The model created by Dr. Duncan and his team found that collisions and accumulation of the so-called pebbles would have allowed the cores to form much more rapidly. Through hundreds of computer simulations, each taking several weeks or longer to run, the team’s simulations were able to produce multiple cores within the predicted timeframe for the gas giants to form. The model also predicts the formation of one to four gas giant planets; consistent with what we see in the outer solar system.

This was a major breakthrough for Dr. Duncan and his team, as previous simulations under the standard model had only been successful in isolation without outside interference from other planets forming nearby. For the first time, the team was able to simulate the environment of the entire early solar system and successfully replicate what exists today.

“It is a relief, after many years of performing computer simulations of the standard model without success, to find a new model that is so successful,” says Dr. Duncan.

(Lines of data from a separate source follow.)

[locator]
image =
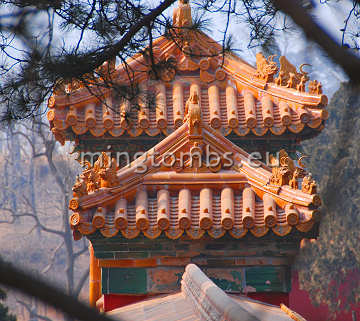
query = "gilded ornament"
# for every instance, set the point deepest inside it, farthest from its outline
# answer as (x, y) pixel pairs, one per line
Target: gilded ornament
(290, 77)
(309, 185)
(266, 68)
(315, 87)
(182, 15)
(193, 112)
(79, 189)
(102, 174)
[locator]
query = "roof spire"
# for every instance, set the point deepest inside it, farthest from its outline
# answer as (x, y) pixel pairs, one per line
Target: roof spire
(182, 14)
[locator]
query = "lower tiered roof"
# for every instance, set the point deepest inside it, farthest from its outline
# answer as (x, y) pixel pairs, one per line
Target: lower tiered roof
(152, 196)
(201, 299)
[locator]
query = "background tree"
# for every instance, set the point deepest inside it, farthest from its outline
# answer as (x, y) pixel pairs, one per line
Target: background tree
(4, 311)
(37, 52)
(329, 267)
(38, 175)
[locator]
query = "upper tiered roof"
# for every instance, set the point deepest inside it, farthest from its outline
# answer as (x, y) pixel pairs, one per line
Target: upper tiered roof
(234, 96)
(194, 181)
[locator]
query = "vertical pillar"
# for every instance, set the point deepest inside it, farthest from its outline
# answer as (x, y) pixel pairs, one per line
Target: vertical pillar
(94, 278)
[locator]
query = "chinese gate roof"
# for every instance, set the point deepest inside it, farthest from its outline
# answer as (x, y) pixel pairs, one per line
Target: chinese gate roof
(234, 96)
(178, 187)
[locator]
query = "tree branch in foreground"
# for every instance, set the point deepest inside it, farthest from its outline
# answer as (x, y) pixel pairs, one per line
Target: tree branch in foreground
(340, 55)
(17, 279)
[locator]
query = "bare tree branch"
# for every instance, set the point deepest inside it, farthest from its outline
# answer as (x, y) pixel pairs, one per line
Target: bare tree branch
(340, 55)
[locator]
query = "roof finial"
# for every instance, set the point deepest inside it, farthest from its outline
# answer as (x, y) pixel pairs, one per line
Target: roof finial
(182, 14)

When asked what the next steps may be in proving his model, Dr. Duncan said he would like to explore the formation of the rocky planets of inner solar system like Earth. He also suggests studying some of the wide variety of exoplanets recently discovered to see if his model can remain consistent with new findings in other solar systems.

“A lot of our understanding of how planets are formed has been radically revised in view of these new observations,” says Dr. Duncan. “We’re finding amazing diversity in these systems, so it’s a very exciting time to pursue these investigations.

The full study has been posted on the Nature website.